Così, talvolta mi condannerei personalmente a un ergastolo di silenzio, non per una colpa, bensì per un’intenzione! Espiazione uguale rinuncia. Sì, il mio tribunale fa continui processi per direttissima e la difesa si mostra debole, l’alibi inconsistente: il piacere narciso di leggersi, contemplare inchiostri, tracce, parole, è sempre in agguato. Mi autocondannerei per questo, lo so, ma anche nell’altro caso, la rinuncia intendo, non meriterei proscioglimenti.  Sempre all’erta l’impietoso giudice; nuovo capo d’imputazione: incoerenza. Ma infine colpevole di che? Di un’intenzione? Infilassimo ogni colpa una dietro l’altra come perline su un filo ne usciremmo innocenti come la bugia di un bambino, come un ladro per fame. Al massimo potremmo dichiararci responsabili: di ciò che abbiamo detto, di ciò che abbiamo omesso, del parlare troppo, del tacere ignavo, delle contraddizioni, delle ispirazioni visionarie e delle aspirazioni incoerenti, dei falsi pudori, del vizio letterario pubblico e virtù private coltivate in silenzio. Dunque, non sono io che pecco: è la poesia che mi tiene sul filo sottile, infido del dire-non dire, del senso letterario-letterale, del dare scandalo o tacere. Vivere o scrivere, this is the question!

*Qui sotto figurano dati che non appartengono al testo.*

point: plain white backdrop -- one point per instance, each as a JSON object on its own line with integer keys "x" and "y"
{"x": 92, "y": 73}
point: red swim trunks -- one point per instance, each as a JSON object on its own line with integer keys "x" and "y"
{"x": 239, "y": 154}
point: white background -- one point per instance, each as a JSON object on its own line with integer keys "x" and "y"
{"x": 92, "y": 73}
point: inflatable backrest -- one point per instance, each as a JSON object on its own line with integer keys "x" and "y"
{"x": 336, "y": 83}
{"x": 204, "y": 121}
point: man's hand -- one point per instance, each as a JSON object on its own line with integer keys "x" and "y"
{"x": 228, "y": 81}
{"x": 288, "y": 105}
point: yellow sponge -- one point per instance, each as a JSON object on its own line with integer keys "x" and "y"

Dunque, a mia discolpa questo posso dichiarare: la poesia è un imperativo, un accadimento, un demone che muove l’istinto e ha in sé il germe del cambiamento perché sempre macchiata di futuro: è una rivoluzione che non possiamo non fare. Non ci salverà personalmente a meno che non ci salvi tutti, insieme.